Ferris Bueller made that pronouncement popular back in 1986. But today, in the world of R&D-intensive sciences, data is what’s moving quickly. It is abundant, ever increasing, essential, and constantly updating all around us. Identifying information in a timely fashion is a critical need, and there are many curated resources out there. How are people using them, how could they be improved, and what can we learn from their similarities and differences? In this series, we’ll look at some popular databases and strategies for how to use them effectively.

Clinical Trials

ClinicalTrials.gov is a registry of clinical trials, maintained by the National Library of Medicine (NLM) at the National Institutes of Health (NIH). With over 345,000 trials from over 215 countries, it is the largest database of its kind, resulting in an average of 3.5 million site visitors per month.

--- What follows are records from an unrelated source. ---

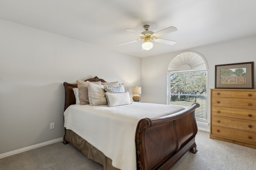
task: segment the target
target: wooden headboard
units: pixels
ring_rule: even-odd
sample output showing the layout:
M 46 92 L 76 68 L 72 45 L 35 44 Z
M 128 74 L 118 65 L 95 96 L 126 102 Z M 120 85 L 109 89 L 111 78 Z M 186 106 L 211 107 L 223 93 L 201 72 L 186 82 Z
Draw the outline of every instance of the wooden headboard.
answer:
M 96 76 L 94 78 L 89 78 L 84 80 L 85 82 L 86 81 L 91 82 L 99 81 L 103 82 L 106 82 L 103 79 L 98 78 Z M 65 111 L 71 105 L 76 104 L 76 98 L 74 94 L 73 89 L 74 88 L 77 88 L 77 84 L 70 84 L 64 82 L 63 85 L 65 87 L 65 107 L 64 109 L 64 111 Z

In preparation for updating ClinicalTrials.gov, the NLM recently completed a survey of users, and the results were released in April 2020. There were three broad areas surveyed:

Functionality, current and potential improvements
Information submission, including tools for internal consistency and accuracy
Data standards which support and enhance the use of this content

Functionality, current and potential improvements

The first topic led to some rich responses. Users offered suggestions found in other popular services, such as displaying lists of similar studies and guided query builders. Responders also requested specific data that could be made available for searching, including genetic mutation or biomarker, type of intervention, disease subtype, and inclusion or exclusion criteria. This latter element, inclusion and exclusion criteria, came up in several different discussions. This makes sense, both as a major criterion for evaluating a data set or for recommending a patient for a specific trial. This also represents a huge opportunity that, at present, is not met by the standard biomedical ontologies.

Common suggestions for improvements including linking between ClinicalTrials.gov records and other sources, such as related PubMed citations and PubMed Central full-text articles with study findings. Other outside resources, including European or other international datasets, were also requested. (Aggregated search and discovery tools, like Copyright Clearance Center’s RightFind Navigate, were created in part to meet this need.)

What Are Users Searching For?

The final point discussed in the current usage section regarded the scope of user queries: responses were evenly split between those looking for a narrow or wide range of studies. The narrowly focused use cases were seeking studies on a specific disease, condition or design. Those looking for a broad range were seeking all studies in a country or a given factor or type of intervention.

Topics 2 and 3 both mentioned, again, the pain point of standardized terms for eligibility criteria and discussed the use of standard ontologies. Increased usage of common ontologies, particularly those also used by Electronic Health Record Systems (eg RxNorm, SNOMED, LOINC) would increase consistency and accuracy of information, while also allowing for additional mapping of free text to controlled terms and concepts. Given that many PubMed searchers query on gene/protein and disease terms, often using abbreviations, expanding the use of ontologies to support machine learning and semantic enrichment could improve the search experience for many users who search across the biomedical landscape.

Through this series, we have looked at a range of information needs. The goals and strategies of those involved in clinical trials, potential drug-drug interaction research, clinical care, or systematic reviews vary widely. There are multiple resources, both public and private, designed to provide intelligent access to the most timely and relevant data. Life is moving fast. Biomedical sciences are committed to identifying and refining tools and best practices to advance our knowledge, in the 21^st century and beyond.